Our findings contribute to the understanding and management of biases in algorithmic systems. Recognizing these underlying values can help developers and policymakers create algorithms that are sustainable and socially responsible. For instance, it may be instrumental to integrate sustainability-focused training and interventions into the educations or workplaces of those who develop or curate algorithms. Fostering a culture of environmental stewardship and social responsibility in tech companies might provide a basis for these motivations to be reflected in the decisions made during the development and training of algorithms and, thus, algorithmic output. Whereas on the one hand, our results suggest that the influence of individual values on algorithmic output could be utilized to promote positive outcomes, see also [61], our results also highlight that values may also have unintended consequences in the form of unintended biases that need to be mitigated. For instance, clients who want to apply an algorithm might not want sustainability motivation (or other motivations) to influence training decisions. The biased selection of training material, as observed in our study, echoes concerns similar to those found in research on social media, such as the selective sharing of posts. For instance, Shin and Thorson [52] showed that partisans tend to spread content that favors their perspective while criticizing the opposition—a bias that could similarly affect algorithms responsible for content selection and dissemination. Thus, raising awareness about such value- or motivation-based biases is crucial for developing strategies to reduce them. For instance, it may be necessary to discuss (a) whether and how the influence of stakeholders’ values and motivations could or should be taken into account in regulations and guidelines pertaining to algorithm development and (b) potential ways to reduce such influences. In their recent work, Hardy et al. [18] adapted a content selection algorithm to be used in a social network. The aim was for the algorithm to rearrange the content from individuals’ personal networks in such a way that it was representative of the perspectives of the population. This approach enables a more balanced flow of information and reduces echo chambers.

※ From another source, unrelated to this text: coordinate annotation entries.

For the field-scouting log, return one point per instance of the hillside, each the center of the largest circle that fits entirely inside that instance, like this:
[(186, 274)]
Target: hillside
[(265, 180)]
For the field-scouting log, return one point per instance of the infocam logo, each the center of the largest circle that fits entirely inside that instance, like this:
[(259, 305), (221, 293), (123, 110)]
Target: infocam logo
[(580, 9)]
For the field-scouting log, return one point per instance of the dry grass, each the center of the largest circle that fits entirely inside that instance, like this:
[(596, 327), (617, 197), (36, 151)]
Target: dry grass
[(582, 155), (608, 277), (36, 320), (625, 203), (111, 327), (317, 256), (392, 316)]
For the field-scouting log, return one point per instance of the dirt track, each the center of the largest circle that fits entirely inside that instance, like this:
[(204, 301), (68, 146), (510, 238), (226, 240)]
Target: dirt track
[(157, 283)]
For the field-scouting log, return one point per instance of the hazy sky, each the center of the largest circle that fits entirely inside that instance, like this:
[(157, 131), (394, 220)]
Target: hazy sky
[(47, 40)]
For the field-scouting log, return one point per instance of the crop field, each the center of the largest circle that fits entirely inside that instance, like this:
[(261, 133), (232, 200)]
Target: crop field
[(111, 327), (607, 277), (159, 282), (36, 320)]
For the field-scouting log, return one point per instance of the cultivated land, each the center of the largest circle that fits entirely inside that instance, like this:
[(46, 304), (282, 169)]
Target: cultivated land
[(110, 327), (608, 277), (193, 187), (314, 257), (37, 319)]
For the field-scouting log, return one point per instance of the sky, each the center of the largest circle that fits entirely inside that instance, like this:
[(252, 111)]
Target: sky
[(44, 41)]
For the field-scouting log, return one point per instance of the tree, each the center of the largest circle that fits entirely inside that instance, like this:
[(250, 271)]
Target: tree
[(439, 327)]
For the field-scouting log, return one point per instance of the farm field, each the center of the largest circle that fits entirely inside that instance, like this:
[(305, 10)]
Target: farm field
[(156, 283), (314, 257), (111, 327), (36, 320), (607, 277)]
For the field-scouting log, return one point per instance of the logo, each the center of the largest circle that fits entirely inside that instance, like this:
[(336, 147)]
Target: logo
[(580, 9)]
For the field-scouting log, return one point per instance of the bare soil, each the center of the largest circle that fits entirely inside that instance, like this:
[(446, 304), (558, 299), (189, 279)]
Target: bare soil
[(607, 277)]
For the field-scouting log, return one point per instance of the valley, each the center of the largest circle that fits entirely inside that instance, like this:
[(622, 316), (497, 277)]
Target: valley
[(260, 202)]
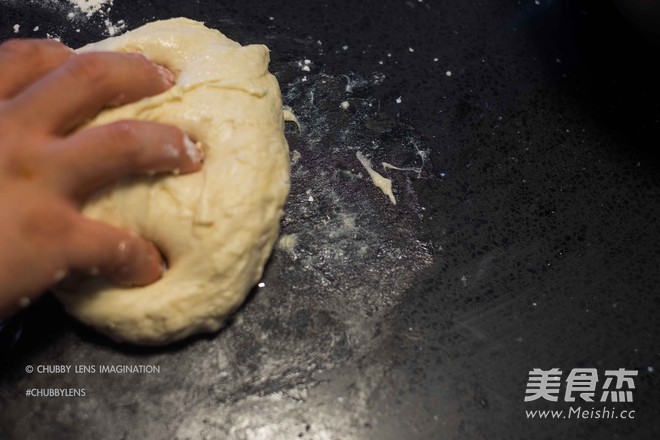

There are several limitations to consider when interpreting the results. First, the fact that we did not find an influence of altruistic motivation on the categorization of emails might be due to the measurement method and the material we used. The scale we used is widely applied to assess altruism; however, it might not have adequately captured the nuances of altruistic motivation that would affect spam ratings, or the ratings might be influenced by a negative image of humanitarian organizations. Future studies should assess this relationship using different measures and by using different and more diverse stimulus material. Second, we used a cross-sectional design; thus, the directions of the relationships can be derived only from theory. Third, our study focused on a specific use case, and the effect sizes were rather small. We chose spam filters as a specific case study, which, while narrow, provided a more controlled environment to observe the subtle influence of values on decision-making. Recognizing and understanding these effects lays the groundwork for further research that can investigate the implications of such value-based decisions in broader, real-world contexts where decisions are made at scale and where their impacts can be far-reaching.